# Tiger Grizzle or (?) in feral group



## Woodnative (Jul 4, 2010)

I was at a shopping center today that has a HUGE feral population of pigeons. This is mostly blue bars and checks, occasional t-pattern and occasional but very few grizzles and a small few with white flights or other pied markings. Two birds (out of well more than 100) stood out in being mostly white some dark feathers evenly spaced throughout thier body (including wings and tails)......like a dalmation (dog).....the distribution readily apparent in the air and on the ground. Maybe 70% white and 30% color spread out evenly. Could this be tiger grizzle in these ferals? The pattern was too regular compared to most pied bird.


----------



## tmaas (May 17, 2012)

Yes, it could very well be tiger grizzle but more likely to be homozygous grizzle combined with spread on blue. I've seen such birds in feral flocks periodically. I've also seen rec. reds and red mottles in feral flocks. What has always intrigued me is that I've never seen dilute birds in feral flocks.


----------



## Woodnative (Jul 4, 2010)

tmaas there were one or two spreads so maybe that could be. Vast majority by far was blue bars and checks. I saw one or two ash red there before but not this time. 
In NJ suburbia around here this is what I typically see.....blue bars and checks with just an occasional bit of grizzle or some white flights. When I go into the bigger cities (Philadelphia or New York City near me) I see much more variation. I don't think I have seen dilutes either come to think of it. I actually saw a feral with gimple in NYC one time. I don't remember seeing rec reds here but while vacationing in Ecuador one time I saw flocks with a lot of recessive reds and mottles and indigos.


----------



## tmaas (May 17, 2012)

In the cities and more densely fancier populated areas there are likely more domestic birds blended into feral populations of pigeons. Here in Iowa farm communities we have very few fanciers so I presume it's a more "wild" pigeon population. 

I've not seen indigos but did find a flock with a high percentage of penciled, or maybe heavy undergrizzle, birds in it some years ago.


----------



## spirit wings (Mar 29, 2008)

Woodnative said:


> I was at a shopping center today that has a HUGE feral population of pigeons. This is mostly blue bars and checks, occasional t-pattern and occasional but very few grizzles and a small few with white flights or other pied markings. Two birds (out of well more than 100) stood out in being mostly white some dark feathers evenly spaced throughout thier body (including wings and tails)......like a dalmation (dog).....the distribution readily apparent in the air and on the ground. Maybe 70% white and 30% color spread out evenly. Could this be tiger grizzle in these ferals? The pattern was too regular compared to most pied bird.

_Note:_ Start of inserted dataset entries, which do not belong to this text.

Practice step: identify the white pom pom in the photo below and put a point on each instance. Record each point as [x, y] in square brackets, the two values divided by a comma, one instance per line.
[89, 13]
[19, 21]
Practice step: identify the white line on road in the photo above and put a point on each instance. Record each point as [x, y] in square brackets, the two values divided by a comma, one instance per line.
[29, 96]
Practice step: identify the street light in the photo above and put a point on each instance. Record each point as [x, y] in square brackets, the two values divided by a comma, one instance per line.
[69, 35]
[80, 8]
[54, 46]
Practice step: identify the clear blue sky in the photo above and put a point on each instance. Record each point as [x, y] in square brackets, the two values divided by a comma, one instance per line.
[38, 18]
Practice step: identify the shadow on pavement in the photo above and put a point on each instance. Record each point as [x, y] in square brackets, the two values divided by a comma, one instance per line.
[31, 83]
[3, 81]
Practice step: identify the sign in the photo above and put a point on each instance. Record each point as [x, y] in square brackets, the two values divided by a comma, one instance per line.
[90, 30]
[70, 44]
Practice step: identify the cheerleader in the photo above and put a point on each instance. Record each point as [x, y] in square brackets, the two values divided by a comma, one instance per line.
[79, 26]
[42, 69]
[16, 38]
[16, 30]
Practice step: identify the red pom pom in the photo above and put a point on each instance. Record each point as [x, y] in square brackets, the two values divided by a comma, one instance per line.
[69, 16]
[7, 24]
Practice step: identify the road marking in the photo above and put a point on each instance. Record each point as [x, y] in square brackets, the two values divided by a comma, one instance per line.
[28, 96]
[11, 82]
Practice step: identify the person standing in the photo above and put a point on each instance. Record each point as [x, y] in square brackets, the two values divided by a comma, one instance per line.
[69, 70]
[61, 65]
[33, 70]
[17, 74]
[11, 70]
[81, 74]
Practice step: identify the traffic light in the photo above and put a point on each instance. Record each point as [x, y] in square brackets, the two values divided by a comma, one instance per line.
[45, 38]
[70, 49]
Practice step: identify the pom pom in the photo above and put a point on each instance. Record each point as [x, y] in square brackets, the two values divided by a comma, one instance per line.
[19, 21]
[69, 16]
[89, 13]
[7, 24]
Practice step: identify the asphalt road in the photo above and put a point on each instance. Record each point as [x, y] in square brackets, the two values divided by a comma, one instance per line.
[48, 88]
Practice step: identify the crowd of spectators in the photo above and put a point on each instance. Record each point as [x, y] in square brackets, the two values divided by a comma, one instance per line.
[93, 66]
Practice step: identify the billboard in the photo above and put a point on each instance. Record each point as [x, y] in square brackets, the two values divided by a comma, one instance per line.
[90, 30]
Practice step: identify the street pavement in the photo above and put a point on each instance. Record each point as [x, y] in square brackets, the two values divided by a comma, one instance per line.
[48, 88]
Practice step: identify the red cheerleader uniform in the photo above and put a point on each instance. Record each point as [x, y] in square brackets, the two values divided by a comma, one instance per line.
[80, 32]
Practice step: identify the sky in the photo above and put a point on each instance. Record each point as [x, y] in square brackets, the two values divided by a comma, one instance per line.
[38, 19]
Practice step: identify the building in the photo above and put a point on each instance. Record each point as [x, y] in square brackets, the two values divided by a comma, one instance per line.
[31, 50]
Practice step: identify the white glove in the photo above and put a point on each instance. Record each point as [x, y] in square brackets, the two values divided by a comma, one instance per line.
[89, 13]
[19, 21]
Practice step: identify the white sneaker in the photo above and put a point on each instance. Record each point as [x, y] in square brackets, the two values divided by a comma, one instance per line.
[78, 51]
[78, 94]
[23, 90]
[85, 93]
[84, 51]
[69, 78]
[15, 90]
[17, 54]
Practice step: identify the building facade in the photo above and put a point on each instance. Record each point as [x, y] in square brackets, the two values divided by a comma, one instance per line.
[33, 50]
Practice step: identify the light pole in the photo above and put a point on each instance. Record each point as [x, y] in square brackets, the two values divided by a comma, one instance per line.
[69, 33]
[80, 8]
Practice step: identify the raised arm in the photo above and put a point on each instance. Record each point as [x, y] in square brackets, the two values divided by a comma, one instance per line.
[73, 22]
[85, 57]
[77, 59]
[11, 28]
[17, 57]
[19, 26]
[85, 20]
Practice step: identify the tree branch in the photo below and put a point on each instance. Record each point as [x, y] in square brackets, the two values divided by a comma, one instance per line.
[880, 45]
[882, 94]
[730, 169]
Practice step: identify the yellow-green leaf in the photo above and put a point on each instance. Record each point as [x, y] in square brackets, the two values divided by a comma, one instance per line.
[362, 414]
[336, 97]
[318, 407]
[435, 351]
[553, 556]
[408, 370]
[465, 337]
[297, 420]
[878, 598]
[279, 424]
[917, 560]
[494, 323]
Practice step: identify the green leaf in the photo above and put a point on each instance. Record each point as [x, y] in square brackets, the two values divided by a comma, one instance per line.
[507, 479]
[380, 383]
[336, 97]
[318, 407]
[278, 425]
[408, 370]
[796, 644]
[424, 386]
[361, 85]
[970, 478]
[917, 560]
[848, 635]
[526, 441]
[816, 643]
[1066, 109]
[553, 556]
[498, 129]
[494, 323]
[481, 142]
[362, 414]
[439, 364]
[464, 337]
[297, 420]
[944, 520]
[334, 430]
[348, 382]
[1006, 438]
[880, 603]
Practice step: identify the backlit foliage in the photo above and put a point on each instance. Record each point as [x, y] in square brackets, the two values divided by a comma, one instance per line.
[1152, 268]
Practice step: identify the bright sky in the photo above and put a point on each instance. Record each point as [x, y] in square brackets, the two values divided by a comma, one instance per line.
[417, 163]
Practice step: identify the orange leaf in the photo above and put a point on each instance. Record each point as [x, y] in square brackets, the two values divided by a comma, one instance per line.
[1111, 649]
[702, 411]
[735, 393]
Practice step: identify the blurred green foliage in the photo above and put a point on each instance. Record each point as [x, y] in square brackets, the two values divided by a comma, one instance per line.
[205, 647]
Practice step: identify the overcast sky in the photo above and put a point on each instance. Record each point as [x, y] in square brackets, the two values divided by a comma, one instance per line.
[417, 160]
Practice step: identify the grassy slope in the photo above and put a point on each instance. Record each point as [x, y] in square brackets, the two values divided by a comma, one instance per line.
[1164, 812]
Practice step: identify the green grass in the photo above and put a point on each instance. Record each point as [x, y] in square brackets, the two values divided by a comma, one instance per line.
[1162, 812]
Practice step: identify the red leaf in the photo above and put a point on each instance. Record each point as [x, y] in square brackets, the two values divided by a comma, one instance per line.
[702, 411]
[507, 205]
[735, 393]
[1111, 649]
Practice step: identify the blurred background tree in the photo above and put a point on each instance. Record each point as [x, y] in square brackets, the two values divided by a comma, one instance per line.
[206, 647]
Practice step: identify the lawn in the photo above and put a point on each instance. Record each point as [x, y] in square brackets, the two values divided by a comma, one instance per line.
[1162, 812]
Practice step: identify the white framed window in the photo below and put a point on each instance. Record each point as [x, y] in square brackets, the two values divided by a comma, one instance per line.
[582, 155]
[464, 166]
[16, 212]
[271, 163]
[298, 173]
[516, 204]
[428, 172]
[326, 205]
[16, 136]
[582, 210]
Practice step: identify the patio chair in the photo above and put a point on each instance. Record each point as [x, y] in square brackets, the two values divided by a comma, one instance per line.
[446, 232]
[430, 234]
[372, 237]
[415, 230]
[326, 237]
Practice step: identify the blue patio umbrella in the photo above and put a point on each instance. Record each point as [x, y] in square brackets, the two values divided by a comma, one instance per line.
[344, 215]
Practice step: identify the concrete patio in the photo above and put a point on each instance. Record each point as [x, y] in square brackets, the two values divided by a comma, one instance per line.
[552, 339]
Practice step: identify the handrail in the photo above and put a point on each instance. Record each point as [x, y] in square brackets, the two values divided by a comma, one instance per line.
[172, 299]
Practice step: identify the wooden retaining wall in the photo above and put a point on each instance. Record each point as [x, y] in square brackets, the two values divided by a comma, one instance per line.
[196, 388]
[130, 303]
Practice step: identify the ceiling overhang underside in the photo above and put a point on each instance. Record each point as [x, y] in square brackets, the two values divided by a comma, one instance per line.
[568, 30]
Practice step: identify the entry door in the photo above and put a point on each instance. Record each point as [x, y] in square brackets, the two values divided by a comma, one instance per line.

as long as people keep breeding and keeping pigeons and bringing them here to the U.S., there will be escapees, lost birds, dumped birds, birds that nest in a dovecote and join a local flock, homers straying to live a hobo life..so many reasons there is a feral population and all of them come from domestic stock so ferals can be any color or breed of pigeon, not just the "wild" pattern or color.


----------